MSU researchers investigate changes in the composition and structure of western forests
Forestry doctoral student Hunter Stanke is leading a team of researchers investigating how forests of the western United States have changed in response to recent shifts in disturbance regimes, climate and other environmental drivers.
A team of MSU researchers received a grant to investigate how forests in the western United States have changed as part of various environmental factors. The research was funded by National Science Foundation grants, USDA Forest Service Northern Research Station, the US National Park Service, and MSU AgBioResearch.
MSU forestry doctoral student Hunter Stanke is working on the project alongside Dr. Andrew Finley and Dr. David MacFarlane, both MSU Forestry professors. Also a part of the project are Dr. Grant Domke of the USDA Forest Service and Dr. Aaron Weed of the National Park Service.
Stanke is an alum from the MSU Forestry bachelor's degree program. In 2018, he was nominated for two of the nation’s most prestigious undergraduate scholarships, the Barry Goldwater Scholarship and Excellence in Education and the Udall Undergraduate Scholarship, and received a Goldwater Honorable Mention.

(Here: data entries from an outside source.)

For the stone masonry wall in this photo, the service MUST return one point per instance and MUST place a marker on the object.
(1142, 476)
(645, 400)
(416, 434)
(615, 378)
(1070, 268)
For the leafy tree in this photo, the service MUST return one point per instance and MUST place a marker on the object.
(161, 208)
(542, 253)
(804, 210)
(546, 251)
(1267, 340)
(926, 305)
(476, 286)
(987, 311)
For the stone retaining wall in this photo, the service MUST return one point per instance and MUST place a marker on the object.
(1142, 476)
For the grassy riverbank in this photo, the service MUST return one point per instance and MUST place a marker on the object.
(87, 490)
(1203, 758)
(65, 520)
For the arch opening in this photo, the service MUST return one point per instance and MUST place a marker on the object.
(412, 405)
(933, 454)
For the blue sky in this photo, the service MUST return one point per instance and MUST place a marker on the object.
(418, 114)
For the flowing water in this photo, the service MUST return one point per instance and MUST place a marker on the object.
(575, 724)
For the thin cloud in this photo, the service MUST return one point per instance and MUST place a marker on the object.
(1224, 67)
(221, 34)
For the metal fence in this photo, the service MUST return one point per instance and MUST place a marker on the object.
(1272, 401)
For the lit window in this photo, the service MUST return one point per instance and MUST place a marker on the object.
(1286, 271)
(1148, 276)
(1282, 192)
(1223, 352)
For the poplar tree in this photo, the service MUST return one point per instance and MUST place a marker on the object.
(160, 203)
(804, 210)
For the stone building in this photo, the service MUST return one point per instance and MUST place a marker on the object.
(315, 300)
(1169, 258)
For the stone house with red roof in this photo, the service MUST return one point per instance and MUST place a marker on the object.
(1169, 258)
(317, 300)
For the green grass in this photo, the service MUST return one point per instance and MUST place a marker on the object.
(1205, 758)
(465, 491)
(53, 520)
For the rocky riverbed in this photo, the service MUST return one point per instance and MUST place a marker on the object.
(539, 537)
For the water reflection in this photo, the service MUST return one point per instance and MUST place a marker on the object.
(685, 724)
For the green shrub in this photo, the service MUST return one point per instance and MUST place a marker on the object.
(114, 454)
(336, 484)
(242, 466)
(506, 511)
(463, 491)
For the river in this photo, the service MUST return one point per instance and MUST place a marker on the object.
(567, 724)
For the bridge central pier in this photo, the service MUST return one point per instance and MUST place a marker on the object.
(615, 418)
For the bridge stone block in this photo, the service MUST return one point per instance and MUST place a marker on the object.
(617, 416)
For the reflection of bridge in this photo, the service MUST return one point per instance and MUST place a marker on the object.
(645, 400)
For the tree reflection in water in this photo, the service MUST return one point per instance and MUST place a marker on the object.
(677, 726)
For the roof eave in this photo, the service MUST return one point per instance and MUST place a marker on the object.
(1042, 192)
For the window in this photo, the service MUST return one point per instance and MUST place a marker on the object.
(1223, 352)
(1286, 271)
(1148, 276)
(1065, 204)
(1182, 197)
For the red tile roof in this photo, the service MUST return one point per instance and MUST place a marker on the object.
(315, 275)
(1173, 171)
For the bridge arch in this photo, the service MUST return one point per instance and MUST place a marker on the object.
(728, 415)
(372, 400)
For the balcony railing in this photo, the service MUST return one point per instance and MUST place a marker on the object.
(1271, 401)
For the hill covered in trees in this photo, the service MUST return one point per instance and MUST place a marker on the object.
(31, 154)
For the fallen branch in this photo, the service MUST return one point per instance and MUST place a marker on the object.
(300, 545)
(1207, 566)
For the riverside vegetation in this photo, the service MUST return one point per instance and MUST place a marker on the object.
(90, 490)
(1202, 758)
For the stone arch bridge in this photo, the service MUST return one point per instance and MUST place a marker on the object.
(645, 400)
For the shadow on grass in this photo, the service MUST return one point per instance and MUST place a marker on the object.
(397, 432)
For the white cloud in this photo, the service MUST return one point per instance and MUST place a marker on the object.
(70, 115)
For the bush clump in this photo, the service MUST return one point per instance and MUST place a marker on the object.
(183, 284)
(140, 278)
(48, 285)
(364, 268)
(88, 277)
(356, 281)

“The nature of forest disturbances and forest-climate interactions are changing, but we still know very little about the consequences for forest dynamics at broad spatial scales,” Stanke said.
Previous studies have established that tree mortality has increased across the western US in the last century, but mortality is just one piece of a much bigger puzzle.
“We’re interested in the net result of that mortality after considering other demographic processes like recruitment and growth. How have western forests actually changed, in terms of their composition and structure, and how different is this from what we would expect given stand development alone,” said Stanke.
The team drew on data collected by the USDA’s Forest Inventory and Analysis (FIA) program. FIA collects information on the status and change of forests on a large network of permanent plots across the U.S., opening the door for large-scale studies of forest dynamics.
“Tree growth, recruitment and mortality rates vary by species and fluctuate as forests age. Since forest landscapes are made up of a mosaic of different forest community types and stand ages, it’s very difficult to use these rates as indicators of forest health,” Stanke said.
Aiming to solve this challenge, the team developed a new demographic index called the Forest Stability Index (FSI), that compares actual changes in tree density to those expected, given changes in tree size distributions within a stand.
The team provided evidence that suggests the composition and structure of forests in the western U.S. have changed considerably in the last two decades. Importantly, the team argues that such change is, on average, not consistent with large-scale reversion of forests toward historically stable conditions.
“The FSI allows for questions to be asked in a quantitative way,” Stanke said.
The index allows forest owners to utilize a theoretical working model to understand if changes in tree density are more or less than would be expected in a “stable” setting. The index can also help researchers disentangle the drivers of change in tree populations.
For example, fire acts as a natural thinning agent in forests and often contributes directly to forest management objectives in the western US. The FSI can be used to quantify the importance of fire as a driver of change in forest structure relative to other thinning agents, like tree harvesting.
The team’s findings offer a stark warning of changing forest structure and composition across the western US, likely arising from novel combinations of anthropogenic and natural stressors.
As the western US encompasses a very broad spatial and climatic domain, these findings may further indicate large-scale transformation of temperate forests, which make up 25% of the world’s forest cover in other regions across the globe.
Stanke and team’s research was published by Nature Communications on January 19, 2021. Their research can be used by forest owners and managers to help them make predictions and better manage forests in the face of changing climate, disturbance regimes and novel stressors.
This work was supported by: National Science Foundation grants DMS-1916395, EF-1253225, EF-1241874; USDA Forest Service, Region 9, Forest Health Protection, Northern Research Station; US National Park Service; and Michigan State University AgBioResearch.